Onboard credit is one of those mythical things that new cruisers hear about, but they can never quite grasp how to obtain it. This post is to help solve some of the mystery!
Although cruises are marketed as ‘all-inclusive’, the truth is that there are additional charges onboard. You can see a list of such potential costs in last week’s blog post.
Other than gratuities (which are ‘practically mandatory’) these charges are optional, but they can add up in a hurry. Any charges made go to your ‘onboard account’, which is a running bill maintained by the cruise line, similar to the manner in which a hotel will keep a list of ongoing charges made to your room. Before you board the cruise, you will have to provide a form of payment (usually a credit card, although cash deposits are allowed) for this account.
If you don’t keep an eye on this account, it is easy to be surprised with a large bill at the end of your cruise. Even if you do keep an eye on things, you’ll be surprised how much a few drinks here or there, a photo, a shore excursion, daily gratuities, etc. can quickly add up. One way to alleviate the pain of this onboard account is through the use of onboard credit.
Onboard credit is the term used for money that has been allocated to your account, to be applied against onboard purchases. Such credit can come from many different sources (discussed below) but the short of it is that it will reduce the cost to you when you disembark your cruise. If you have $100 in onboard credit, that is $100 of ‘free spending money’ onboard the ship.
There are many ways to earn onboard credit, with varying degrees of ease. Some of the more popular sources are:
- Future Cruise Deposit – When you are on a cruise, you will notice that you are strongly encouraged to book your next cruise while still onboard. One of the incentives used to convince you is the offer of onboard credit on that future cruise. On many cruise lines, you do not even have to pick out a specific cruise. Some cruise lines will allow you to make an ‘open booking’ for a minimal amount of money ($100 or $200 per person) and then you can use that open booking to make a deposit on any cruise you would like, within the next few years.
- Shareholder Cruise Credit – If you take a cruise on a line owned by Carnival Cruise Lines (Carnival, Princess, Holland America, and Cunard, among others) or Royal Caribbean Cruise Lines (Royal Caribbean, Celebrity, Azamara) and you own at least 100 shares of the parent company, you can apply for a shareholder onboard credit. The amount can vary from $25 to over $250 per cabin, depending on the length of the cruise. Only one shareholder has to be in a cabin for this onboard credit to apply. Note that if you have 2 cabins, each cabin must house a shareholder, and each shareholder must separately own 100 shares (and if it is a marital joint account, the total must be 200 shares: 100 per person) in order to get the shareholder onboard credit for both cabins.
- Promotional Cruise Credit – Often cruise lines will offer a promotional onboard credit as part of a sale, and you can receive this credit when you book.
- Military Cruise Credit – Most cruise lines offer special onboard credit to active and retired/veteran military. Sometimes a similar credit is also offered for plice and firefights.

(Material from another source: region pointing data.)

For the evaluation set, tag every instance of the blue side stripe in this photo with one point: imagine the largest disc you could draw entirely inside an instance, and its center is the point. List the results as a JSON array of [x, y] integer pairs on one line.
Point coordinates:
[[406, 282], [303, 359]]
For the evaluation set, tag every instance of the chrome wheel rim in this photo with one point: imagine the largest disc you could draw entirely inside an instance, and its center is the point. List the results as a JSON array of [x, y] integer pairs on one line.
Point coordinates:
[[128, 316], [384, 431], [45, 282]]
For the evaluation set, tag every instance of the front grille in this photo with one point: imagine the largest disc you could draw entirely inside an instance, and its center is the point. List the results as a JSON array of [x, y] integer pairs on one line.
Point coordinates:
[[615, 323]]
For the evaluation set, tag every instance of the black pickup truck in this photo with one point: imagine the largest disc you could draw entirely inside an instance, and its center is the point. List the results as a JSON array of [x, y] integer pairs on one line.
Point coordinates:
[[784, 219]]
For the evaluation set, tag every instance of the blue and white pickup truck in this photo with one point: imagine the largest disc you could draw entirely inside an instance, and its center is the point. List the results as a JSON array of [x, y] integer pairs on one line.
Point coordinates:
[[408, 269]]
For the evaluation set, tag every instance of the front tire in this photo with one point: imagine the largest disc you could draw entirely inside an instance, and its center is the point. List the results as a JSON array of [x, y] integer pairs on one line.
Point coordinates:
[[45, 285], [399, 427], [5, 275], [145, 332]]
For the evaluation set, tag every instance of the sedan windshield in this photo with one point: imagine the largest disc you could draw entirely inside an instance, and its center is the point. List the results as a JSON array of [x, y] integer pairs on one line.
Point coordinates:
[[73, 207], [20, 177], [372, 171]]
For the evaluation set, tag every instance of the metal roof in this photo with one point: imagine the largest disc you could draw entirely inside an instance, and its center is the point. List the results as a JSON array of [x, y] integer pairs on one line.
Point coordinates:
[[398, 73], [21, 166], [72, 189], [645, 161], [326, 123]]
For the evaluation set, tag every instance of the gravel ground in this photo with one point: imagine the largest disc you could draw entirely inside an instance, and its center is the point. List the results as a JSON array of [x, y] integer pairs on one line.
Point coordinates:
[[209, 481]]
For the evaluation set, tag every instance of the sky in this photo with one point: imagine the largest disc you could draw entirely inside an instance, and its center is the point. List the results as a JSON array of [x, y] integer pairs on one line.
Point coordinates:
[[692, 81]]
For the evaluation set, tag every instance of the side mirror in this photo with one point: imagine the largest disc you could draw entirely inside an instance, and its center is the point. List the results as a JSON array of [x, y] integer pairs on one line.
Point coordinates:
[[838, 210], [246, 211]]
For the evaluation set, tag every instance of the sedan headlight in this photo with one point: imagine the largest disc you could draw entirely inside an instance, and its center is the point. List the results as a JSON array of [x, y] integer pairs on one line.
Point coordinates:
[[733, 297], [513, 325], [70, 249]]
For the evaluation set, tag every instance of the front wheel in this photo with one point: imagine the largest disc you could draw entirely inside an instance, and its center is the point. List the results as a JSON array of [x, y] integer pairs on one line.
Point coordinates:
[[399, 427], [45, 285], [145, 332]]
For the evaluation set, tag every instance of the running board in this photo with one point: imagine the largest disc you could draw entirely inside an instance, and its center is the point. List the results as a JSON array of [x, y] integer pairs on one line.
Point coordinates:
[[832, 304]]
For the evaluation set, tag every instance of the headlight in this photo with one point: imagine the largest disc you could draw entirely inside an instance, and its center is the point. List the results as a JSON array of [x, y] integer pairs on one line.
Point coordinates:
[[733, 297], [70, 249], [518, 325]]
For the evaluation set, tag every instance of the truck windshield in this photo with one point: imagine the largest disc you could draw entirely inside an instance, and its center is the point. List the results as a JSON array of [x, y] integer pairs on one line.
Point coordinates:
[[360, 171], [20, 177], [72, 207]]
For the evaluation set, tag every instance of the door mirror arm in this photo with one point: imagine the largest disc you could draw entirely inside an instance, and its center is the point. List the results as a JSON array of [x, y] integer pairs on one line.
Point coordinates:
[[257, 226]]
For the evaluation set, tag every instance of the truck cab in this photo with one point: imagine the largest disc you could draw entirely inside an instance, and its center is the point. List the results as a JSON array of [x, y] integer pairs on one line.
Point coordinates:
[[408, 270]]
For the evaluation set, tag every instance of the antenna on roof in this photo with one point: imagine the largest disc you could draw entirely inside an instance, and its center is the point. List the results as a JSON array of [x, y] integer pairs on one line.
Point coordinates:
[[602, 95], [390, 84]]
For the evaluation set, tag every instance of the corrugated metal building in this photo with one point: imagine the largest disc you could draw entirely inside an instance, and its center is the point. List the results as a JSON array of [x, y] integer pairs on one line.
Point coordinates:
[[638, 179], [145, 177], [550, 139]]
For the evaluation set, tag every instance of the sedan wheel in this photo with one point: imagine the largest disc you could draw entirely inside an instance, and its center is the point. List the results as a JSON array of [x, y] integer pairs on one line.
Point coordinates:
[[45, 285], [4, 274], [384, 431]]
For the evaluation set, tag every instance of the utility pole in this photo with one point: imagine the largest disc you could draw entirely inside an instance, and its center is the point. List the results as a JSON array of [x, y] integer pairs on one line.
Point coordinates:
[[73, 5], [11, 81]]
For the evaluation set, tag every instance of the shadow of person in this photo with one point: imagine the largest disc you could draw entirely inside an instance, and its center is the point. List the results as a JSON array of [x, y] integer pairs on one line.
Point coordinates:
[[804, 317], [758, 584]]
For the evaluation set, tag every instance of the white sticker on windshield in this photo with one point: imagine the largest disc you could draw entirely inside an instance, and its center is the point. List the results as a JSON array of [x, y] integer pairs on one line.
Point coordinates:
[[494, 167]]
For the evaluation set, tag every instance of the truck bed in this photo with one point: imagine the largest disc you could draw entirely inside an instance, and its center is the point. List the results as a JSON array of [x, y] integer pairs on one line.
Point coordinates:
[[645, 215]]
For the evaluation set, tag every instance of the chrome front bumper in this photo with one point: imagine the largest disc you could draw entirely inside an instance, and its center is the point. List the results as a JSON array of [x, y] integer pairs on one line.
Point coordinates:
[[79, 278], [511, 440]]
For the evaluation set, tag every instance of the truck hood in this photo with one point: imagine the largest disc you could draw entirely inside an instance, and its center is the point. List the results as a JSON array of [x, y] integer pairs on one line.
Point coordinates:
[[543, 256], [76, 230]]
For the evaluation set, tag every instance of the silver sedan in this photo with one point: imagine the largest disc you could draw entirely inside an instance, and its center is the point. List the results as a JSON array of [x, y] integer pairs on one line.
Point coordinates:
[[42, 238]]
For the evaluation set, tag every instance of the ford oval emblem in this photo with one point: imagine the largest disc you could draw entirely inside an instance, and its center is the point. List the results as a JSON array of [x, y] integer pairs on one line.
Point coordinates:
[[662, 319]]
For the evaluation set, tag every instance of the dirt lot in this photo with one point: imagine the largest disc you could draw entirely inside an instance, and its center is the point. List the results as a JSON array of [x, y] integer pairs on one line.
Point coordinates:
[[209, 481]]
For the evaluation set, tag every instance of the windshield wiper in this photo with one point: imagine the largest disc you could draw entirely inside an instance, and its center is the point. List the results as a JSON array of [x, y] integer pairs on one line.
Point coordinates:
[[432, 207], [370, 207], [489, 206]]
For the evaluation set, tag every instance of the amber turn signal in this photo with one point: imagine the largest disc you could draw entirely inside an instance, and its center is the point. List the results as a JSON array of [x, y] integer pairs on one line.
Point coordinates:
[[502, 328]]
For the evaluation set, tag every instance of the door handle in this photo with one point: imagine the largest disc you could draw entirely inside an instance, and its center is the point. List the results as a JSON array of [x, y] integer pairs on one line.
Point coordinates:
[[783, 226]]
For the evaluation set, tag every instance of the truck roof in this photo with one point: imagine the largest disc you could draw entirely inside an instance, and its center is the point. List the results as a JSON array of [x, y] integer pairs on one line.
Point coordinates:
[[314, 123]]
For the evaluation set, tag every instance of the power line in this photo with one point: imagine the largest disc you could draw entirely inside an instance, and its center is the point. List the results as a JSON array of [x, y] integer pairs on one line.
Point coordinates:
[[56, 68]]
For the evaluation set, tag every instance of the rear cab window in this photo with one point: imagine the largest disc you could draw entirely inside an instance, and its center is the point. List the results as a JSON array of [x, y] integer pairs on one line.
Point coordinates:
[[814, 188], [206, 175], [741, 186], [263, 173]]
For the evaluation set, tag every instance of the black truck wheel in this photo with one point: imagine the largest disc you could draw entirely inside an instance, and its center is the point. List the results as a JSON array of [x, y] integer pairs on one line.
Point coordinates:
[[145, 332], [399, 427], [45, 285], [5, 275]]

- Cruise Line Credit Cards Bonuses – Many cruise lines offer affinity credit cards that allow you to earn points. These points can be traded in for onboard credit. For example, we have a Princess cruises credit card that earns points, and when we are going on a Princess cruise we cash in those points for onboard credit. If you are taking a Disney cruise, booking the cruise on a Disney credit card automatically gives you an onboard credit. In addition, any Disney reward dollars you earn on the card can be redeemed and applied toward your cruise fare or onboard account.
- Travel Agent Promotions – Many travel agents will offer bonus onboard credit, as a way of encouraging you to book through them, rather than directly with the cruise line.
- Cruise Line Loyalty Programs – Cruise lines all offer ‘past passenger’ perks, similar to a frequent flier program on an airline. Some of these programs offer additional onboard credit once you have reached a certain number of cruises.
There are other ways to obtain onboard credit, but these are definitely the most common ways it is obtained.
One major caveat is to be sure you can spend all of your onboard credit. While it may seem like a high quality problem, many frequent cruisers accumulate a lot of onboard credit and find they are unable to use it all while onboard. Some onboard credit (usually the credit obtained through travel agent promotions) is considered ‘refundable’, meaning that if you do not use it all, the cruise line will actually refund your credit card at the end of the cruise. However most onboard credit is non-refundable, which means ‘use it or lose it’. Fortunately onboard credit can be applied toward gratuities, which is likely your biggest onboard expense. Ideally, I like to step off a cruise having used all of my onboard credit, and having an ending bill of less than $20. This is certainly a good goal for which to aim!
Another thing to note is that not all onboard credit ‘stacks’. Some cruise lines will allow you to have onboard credit from multiple sources, while others will restrict which types of credit can be combined. If you have multiple sources of onboard credit, make sure you speak with the cruise line and determine which credits can be combined. You don’t want to count on having onboard credit, only to find out that once source eliminates another!
One thing is for certain, no matter how much onboard credit you have, you will certainly enjoy spending it!